Она вскинула на меня взгляд.
— Но порой у него не его лицо. Порой это лицо Джейсона, порой — Ахиры, иногда это Пиелл, а иногда... Боже мой, Уолтер, порой у него твое лицо, порой он даже выглядит, как ты, порой это ты, Уолтер...
— Тс-с-с... — Я приложил палец к ее губам. — Тише, Энди. Чуть медленнее.
Она умолкла, но я видел, чего ей это стоило. Дрожащие пальцы коснулись моего лица — невесомо, нежно, словно осенняя паутинка.
— Порой это ты, — повторила она. — Порой у него твое лицо.
Она дышала неровно и часто, голос был низким, дрожащим. — И все это тем больше перепутано, — сказала она, — чем ближе мы к Эвенору.
Она коснулась моего лба двумя пальцами и выдохнула заклинание — словно вытолкнула воздушный шарик.

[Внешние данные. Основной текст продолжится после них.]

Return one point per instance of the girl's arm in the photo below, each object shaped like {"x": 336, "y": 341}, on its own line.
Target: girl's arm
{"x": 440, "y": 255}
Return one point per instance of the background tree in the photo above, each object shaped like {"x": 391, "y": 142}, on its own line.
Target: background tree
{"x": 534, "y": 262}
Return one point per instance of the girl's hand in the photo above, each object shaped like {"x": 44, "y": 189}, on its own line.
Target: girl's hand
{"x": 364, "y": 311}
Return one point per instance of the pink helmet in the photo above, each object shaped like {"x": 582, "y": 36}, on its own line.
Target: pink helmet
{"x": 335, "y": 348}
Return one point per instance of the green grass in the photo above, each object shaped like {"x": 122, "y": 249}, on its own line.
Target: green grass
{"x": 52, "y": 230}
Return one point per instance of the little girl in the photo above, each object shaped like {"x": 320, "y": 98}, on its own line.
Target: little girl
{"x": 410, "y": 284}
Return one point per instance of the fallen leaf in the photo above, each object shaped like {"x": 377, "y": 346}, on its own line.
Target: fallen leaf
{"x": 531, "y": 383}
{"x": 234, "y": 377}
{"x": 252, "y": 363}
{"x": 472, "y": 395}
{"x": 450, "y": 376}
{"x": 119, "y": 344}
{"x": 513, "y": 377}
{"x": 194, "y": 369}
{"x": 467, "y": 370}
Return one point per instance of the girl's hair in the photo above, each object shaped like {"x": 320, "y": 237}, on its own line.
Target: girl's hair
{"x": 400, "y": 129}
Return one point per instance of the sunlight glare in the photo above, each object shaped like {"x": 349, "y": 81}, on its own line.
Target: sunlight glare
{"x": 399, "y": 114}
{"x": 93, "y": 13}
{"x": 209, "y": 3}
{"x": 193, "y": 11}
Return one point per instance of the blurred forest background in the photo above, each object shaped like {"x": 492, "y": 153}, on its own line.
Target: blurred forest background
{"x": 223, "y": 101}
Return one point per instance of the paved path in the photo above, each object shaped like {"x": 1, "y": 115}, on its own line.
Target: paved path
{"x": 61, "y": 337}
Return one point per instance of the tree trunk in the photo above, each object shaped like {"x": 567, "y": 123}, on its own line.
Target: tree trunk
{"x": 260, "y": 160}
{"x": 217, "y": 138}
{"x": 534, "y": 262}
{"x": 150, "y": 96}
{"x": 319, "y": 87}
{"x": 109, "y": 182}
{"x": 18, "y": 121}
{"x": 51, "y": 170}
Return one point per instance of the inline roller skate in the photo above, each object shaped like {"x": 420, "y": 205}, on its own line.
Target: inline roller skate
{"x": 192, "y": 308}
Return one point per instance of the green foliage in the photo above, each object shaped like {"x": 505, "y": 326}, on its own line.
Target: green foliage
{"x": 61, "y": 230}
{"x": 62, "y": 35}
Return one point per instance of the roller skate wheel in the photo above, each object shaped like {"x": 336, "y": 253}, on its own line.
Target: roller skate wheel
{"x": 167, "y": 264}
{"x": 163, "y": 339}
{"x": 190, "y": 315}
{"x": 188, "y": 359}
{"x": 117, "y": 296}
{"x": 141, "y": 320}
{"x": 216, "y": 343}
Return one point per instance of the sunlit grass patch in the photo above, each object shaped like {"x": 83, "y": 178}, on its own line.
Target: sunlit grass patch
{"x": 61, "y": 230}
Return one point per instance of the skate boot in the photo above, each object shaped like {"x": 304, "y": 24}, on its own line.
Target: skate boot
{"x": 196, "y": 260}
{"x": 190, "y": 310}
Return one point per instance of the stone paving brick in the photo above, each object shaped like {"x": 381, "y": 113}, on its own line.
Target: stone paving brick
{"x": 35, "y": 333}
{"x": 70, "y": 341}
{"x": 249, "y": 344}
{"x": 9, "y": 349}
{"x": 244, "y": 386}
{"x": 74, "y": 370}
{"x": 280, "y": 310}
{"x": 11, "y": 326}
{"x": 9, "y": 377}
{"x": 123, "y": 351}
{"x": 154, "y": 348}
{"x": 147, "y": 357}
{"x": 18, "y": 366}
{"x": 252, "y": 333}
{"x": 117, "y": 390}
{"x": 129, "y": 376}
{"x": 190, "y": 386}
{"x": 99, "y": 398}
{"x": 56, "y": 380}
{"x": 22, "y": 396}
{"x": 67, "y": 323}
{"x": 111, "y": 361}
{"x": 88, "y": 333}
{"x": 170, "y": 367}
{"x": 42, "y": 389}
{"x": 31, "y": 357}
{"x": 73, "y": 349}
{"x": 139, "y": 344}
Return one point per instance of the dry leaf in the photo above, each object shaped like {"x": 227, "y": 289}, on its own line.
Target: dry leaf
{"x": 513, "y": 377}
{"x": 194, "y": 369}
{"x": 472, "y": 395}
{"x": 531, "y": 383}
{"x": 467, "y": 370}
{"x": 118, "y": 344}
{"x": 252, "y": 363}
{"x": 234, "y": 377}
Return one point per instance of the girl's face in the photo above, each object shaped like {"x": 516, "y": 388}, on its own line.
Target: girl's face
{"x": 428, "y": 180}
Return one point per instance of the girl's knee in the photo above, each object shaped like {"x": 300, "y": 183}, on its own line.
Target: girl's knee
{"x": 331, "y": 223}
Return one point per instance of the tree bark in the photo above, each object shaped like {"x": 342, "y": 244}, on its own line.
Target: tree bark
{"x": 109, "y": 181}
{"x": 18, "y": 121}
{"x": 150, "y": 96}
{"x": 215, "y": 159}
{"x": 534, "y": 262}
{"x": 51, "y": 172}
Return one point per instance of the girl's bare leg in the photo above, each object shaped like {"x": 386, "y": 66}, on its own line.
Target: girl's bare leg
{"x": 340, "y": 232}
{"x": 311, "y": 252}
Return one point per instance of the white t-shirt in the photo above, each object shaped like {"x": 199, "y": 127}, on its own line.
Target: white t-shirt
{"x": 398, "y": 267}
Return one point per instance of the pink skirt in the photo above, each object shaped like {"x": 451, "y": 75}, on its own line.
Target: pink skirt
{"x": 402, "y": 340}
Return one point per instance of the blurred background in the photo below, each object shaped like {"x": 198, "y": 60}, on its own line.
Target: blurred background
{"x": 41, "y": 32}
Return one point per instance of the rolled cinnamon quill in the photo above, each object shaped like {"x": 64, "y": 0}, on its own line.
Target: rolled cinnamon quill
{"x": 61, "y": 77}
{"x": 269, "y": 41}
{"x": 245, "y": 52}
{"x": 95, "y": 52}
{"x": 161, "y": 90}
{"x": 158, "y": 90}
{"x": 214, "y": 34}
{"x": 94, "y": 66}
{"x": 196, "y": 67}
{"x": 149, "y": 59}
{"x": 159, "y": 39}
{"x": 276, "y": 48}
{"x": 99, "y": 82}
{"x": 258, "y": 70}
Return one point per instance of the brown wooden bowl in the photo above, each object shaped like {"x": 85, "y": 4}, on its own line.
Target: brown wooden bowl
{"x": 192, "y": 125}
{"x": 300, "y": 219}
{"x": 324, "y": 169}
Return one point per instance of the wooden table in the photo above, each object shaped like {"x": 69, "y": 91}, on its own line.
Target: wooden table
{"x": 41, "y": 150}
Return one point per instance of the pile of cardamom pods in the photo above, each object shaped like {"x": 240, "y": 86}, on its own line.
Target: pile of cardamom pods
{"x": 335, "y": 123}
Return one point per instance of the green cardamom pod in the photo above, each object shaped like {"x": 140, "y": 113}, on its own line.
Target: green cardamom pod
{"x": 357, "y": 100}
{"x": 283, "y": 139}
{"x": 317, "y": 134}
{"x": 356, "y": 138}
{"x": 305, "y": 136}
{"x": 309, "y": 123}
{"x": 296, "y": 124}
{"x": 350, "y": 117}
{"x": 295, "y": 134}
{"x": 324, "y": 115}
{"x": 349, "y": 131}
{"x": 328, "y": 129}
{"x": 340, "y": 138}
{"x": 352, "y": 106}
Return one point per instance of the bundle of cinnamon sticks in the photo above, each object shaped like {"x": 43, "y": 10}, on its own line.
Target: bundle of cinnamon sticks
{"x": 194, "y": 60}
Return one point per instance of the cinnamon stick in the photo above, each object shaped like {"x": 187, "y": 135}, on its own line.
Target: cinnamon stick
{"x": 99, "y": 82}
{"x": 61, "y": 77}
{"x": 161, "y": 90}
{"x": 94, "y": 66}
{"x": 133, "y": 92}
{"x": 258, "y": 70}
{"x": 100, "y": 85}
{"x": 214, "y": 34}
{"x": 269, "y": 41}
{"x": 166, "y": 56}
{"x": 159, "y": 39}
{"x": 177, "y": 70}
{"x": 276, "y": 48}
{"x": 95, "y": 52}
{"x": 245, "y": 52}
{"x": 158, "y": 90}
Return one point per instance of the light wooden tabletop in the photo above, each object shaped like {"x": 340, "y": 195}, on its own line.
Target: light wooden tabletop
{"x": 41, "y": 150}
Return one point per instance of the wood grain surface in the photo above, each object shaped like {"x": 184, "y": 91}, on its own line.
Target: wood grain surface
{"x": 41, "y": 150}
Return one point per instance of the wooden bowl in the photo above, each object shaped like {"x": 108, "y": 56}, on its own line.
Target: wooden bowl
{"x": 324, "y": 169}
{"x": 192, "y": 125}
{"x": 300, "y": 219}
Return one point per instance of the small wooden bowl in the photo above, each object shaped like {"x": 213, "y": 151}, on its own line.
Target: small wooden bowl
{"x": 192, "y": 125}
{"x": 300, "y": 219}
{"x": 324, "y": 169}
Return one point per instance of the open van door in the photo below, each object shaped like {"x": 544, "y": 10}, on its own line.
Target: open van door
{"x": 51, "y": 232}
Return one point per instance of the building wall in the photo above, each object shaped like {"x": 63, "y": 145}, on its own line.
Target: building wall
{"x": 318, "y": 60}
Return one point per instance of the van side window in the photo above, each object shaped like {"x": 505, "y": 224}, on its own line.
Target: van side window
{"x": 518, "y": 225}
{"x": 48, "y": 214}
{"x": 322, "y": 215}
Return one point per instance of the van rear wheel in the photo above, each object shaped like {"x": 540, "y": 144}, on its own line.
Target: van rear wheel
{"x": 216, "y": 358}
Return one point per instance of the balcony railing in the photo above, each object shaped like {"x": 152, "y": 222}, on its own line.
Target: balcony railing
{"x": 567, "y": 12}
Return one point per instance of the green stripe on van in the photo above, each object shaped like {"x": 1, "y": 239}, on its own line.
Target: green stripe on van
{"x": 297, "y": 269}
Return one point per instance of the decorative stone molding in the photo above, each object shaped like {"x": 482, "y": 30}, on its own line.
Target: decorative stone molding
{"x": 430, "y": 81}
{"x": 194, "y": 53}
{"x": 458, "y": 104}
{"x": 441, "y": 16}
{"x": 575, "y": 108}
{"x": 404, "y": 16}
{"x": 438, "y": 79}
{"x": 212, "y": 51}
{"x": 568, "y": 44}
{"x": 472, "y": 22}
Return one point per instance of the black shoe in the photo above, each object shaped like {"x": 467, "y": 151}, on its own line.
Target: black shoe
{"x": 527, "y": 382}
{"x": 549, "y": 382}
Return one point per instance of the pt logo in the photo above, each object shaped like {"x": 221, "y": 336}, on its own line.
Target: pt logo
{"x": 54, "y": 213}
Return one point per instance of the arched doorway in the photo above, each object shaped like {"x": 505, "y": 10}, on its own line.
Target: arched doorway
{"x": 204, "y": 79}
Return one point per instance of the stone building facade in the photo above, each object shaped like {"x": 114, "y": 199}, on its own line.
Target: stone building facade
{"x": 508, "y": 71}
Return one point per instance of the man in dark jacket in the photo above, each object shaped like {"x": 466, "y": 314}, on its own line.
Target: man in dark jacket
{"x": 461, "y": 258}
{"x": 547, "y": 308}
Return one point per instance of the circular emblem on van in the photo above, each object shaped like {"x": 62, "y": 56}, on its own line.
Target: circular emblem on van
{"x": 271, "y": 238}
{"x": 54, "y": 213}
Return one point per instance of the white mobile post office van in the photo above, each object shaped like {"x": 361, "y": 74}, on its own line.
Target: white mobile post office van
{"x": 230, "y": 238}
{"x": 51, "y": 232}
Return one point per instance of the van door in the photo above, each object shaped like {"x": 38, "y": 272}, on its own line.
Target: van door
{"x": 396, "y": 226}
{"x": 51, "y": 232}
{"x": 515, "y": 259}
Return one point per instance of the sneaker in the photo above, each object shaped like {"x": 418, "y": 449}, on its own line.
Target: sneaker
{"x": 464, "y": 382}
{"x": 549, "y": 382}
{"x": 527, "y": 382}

Яркая вспышка полыхнула позади моих глаз — у меня в мозгу, и я увидел дальние огни, уходящие к горизонту и за него. Оранжевые, алые, они горели чересчур ярко, так, что вполне могли выжечь мне глаза.
Вдали, за горизонтом, Киррик волнами накатывался на берег Фэйри, где-то бурлил, где-то тихо плескался, а в глубине огромные темные тени ждали освобождения.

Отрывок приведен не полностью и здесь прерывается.